The BDM has been used to evaluate the ontology based information extraction (qOBIE) system [Maynard et al. 06]. The OBIE identifies the instances for the concepts of an ontology. It’s possible that an OBIE system identifies an instance successfully but does not assign it the correct concept. Instead it assigns the instance a concept being close to the correct one. For example, the entity ‘London’ is an instance of the concept Capital, and an OBIE system assigns it the concept City which is close to the concept Capital in some ontology. In that case the OBIE should obtain some credit according to the closeness of the two concepts. That is where the BDM can be used. The BDM has also been used to evaluate the hierarchical classification system [Li et al. 07b]. It can also be used for ontology learning and alignment.
The BDM computation plugin computes BDM score for each pair of concepts in an ontology. It has two run time parameters:
- ontologyURL – its value should be the URL of the ontology that one wants to compute the BDM scores for.
- outputBDMFile – its value is the URL of a file which will store the BDM scores computed.
The plugin has the name Ontology_BDM_Computation and the corresponding processing resource’s name is BDM Computation PR. The PR can be put into a Pipeline. If it is put into a Corpus Pipeline, the corpus used should contain at least one document.

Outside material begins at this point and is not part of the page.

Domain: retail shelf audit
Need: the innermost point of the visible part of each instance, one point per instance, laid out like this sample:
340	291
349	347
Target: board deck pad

The BDM computation used the formula given in [Maynard et al. 06]. The resulting file specified by the runtime parameter outputBDMFile contains the BDM scores. It is a text file. The first line of the file gives some meta information such as the name of ontology used for BDM computation. From the second line of the file, each line corresponds to one pair of concepts. One line is like
key=Service, response=Object, bdm=0.6617647, msca=Object, cp=1, dpk=1, dpr=0, n0=2.0, n1=2.0, n2=2.8333333, bran=1.9565217
It first shows the names of the two concepts (one as key and another as response, and the BDM score, and then other parameters’ values used for the computation. Note that, since the BDM is symmetric for the two concepts, the resulting file contains only one line for each pair. So if you want to look for the BDM score for one pair of concepts, you can choose one as key and another as response. If you cannot find the line for the pair, you have to change the order of two concepts and retrieve the file again.